Or is it possible to do that in some hard (not very) way?
Raspberry Pi AI Kit – is a Raspberry Pi with Hailo AI acceleration module on top.
The context is that I was thinking about possibility to exploit ML models with stack Flux/Julia/“Raspberry Pi AI Kit”( for inference only). Of course I could export to ONNX and use it in TensorFlowLite, but may be there is a way to stay with Julia even in deployment phase. So the question maybe related more to “Whether Flux supports that thing?” , but may be there exist other solutions which lie beyond just Flux but still within Julia. So, I’d be appreciated to any experience/story related to this.

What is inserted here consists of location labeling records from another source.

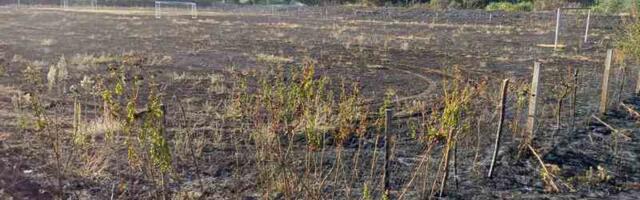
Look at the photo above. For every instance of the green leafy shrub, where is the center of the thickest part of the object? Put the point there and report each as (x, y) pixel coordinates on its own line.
(510, 7)
(615, 6)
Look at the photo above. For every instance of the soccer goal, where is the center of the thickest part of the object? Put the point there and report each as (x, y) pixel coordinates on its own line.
(572, 21)
(90, 4)
(175, 8)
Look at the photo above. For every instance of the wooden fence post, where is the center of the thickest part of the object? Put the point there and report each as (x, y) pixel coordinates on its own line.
(574, 98)
(501, 108)
(533, 95)
(586, 32)
(387, 157)
(605, 82)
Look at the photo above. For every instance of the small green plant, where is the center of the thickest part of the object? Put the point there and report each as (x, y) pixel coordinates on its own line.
(510, 7)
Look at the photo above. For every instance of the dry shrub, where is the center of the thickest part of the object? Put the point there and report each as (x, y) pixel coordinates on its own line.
(548, 4)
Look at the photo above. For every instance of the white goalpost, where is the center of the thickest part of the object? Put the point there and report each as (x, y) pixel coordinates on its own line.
(166, 6)
(558, 16)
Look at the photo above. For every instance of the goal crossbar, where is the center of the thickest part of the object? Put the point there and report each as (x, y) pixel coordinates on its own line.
(192, 5)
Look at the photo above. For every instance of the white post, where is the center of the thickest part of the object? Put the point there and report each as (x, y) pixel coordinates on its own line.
(157, 11)
(555, 43)
(194, 10)
(586, 32)
(605, 82)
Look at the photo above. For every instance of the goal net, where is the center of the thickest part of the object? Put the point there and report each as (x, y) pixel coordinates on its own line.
(86, 4)
(176, 8)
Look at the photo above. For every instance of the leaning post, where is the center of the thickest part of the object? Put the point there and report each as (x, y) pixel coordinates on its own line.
(501, 109)
(533, 96)
(605, 83)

Most certainly does not, because it’s quite new, and also wouldn’t be Julia’s place nor needed, since it would likely work without any specific Julia support. Note, while Raspberry Pi is known to work with Julia, it doesn’t have any sort of official tier 1, or 2… support.
What you need is to have this $70 add-on AI chip I didn’t know of (thanks!), and do on Raspberry Pi:
$ sudo apt install hailo-all
As expected this didn’t work for me in Linux Mint on non-Pi, but hypothetically could have:
Host Architectures: X86, ARM
OSs: Linux, Windows
AI frameworks: TensorFlow, TensorFlow Lite, Keras, PyTorch & ONNX
Flux.jl or Lux.jl would need to support the chip or call some know API of it, or more likely(?) Keras or PyTorch etc. You can use all of those through Python, and with PythonCall.jl (and presumably on the Pi too, unless it’s really that memory limited to not support Julia runtime plus the Python runtime).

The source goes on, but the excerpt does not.